Il raconta avec force détails la maladie de leur camarade et s’étendit sur la réaction du docteur qui ne parvenait pas à imaginer où Tout-Petit avait pu attraper la malaria. Tous semblaient fortement impression nés et Hay paraissait même un peu mal à l’aise. L’intérêt qu’il portait aux questions de biologie lui avait permis d’acquérir certaines connaissances sur la propagation des maladies contagieuses.

« Je crois que nous ferions bien de voir un petit peu dans les bois s’il n’y a pas de mares ou de l’eau stagnante, proposa-t-il. Il faudrait y verser du pétrole ou s’arranger pour les faire disparaître. S’il y a de la malaria dans l’île, nous sommes tous en danger si des moustiques vont piquer Tout-Petit.

— On pourrait toujours demander au docteur, répondit Bob, moi je crois que c’est une bonne idée. En tout cas, ce sera un drôle de boulot.

— Et alors ? Je préfère ça plutôt que d’attraper la malaria. J’ai lu des bouquins là-dessus et ça n’a pas l’air d’être drôle.

— Je me demande si on pourra voir Tout-Petit, déclara Rice. Pour cela aussi il faudra demander au médecin.

— Allons-y tout de suite.

— Je voudrais d’abord savoir l’heure, car j’ai l’impression qu’il est tard. »
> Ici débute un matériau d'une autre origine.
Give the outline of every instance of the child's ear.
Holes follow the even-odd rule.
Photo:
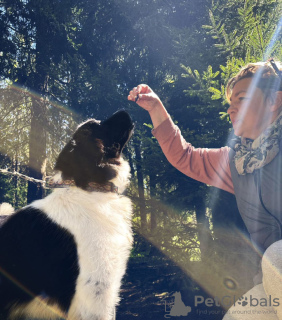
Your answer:
[[[282,107],[282,91],[277,91],[276,100],[271,103],[270,111],[275,112]]]

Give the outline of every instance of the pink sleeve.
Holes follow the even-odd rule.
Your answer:
[[[200,182],[234,193],[228,153],[230,148],[194,148],[182,137],[179,128],[168,118],[152,134],[168,161],[185,175]]]

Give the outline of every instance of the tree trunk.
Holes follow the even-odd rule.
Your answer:
[[[150,175],[150,197],[151,197],[151,233],[157,228],[157,216],[156,216],[156,177]]]
[[[48,73],[50,65],[50,43],[48,33],[50,26],[40,3],[35,3],[38,13],[36,19],[36,71],[31,77],[29,86],[39,97],[33,97],[29,138],[29,176],[42,179],[41,168],[46,158],[46,123],[47,110],[44,101],[48,93]],[[40,184],[28,183],[27,203],[43,197],[43,188]]]
[[[29,176],[42,179],[41,168],[46,158],[46,132],[44,123],[46,121],[45,103],[39,99],[33,99],[31,124],[29,134]],[[41,184],[28,182],[27,203],[43,196]]]
[[[134,146],[136,154],[136,169],[137,169],[137,181],[138,181],[138,194],[139,194],[139,206],[140,206],[140,217],[141,217],[141,233],[146,230],[147,219],[146,219],[146,205],[144,195],[144,177],[141,166],[141,151],[140,146],[135,144]]]
[[[17,153],[16,153],[16,156],[15,156],[15,159],[13,159],[13,170],[18,172],[18,157],[17,157]],[[13,180],[14,180],[14,188],[15,188],[14,199],[13,199],[13,207],[14,208],[18,208],[18,206],[19,206],[19,177],[18,176],[14,176]]]
[[[195,205],[196,218],[198,226],[198,238],[200,241],[200,250],[202,261],[206,261],[211,250],[212,237],[209,229],[209,220],[206,216],[206,206],[198,201]]]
Cette idée parut raisonnable à tout le monde, et leur bicyclette à la main ils attendirent devant chez Hay que celui-ci les renseignât sur cette importante question, car leurs parents ne plaisantaient pas avec l’heure des repas. Quelques instants plus tard le visage de Hay apparut à la fenêtre et il lança :

« On va se mettre à table. Je vous retrouve tout à l’heure devant chez Bob. D’accord ? »

Et sans attendre la réponse, il disparut.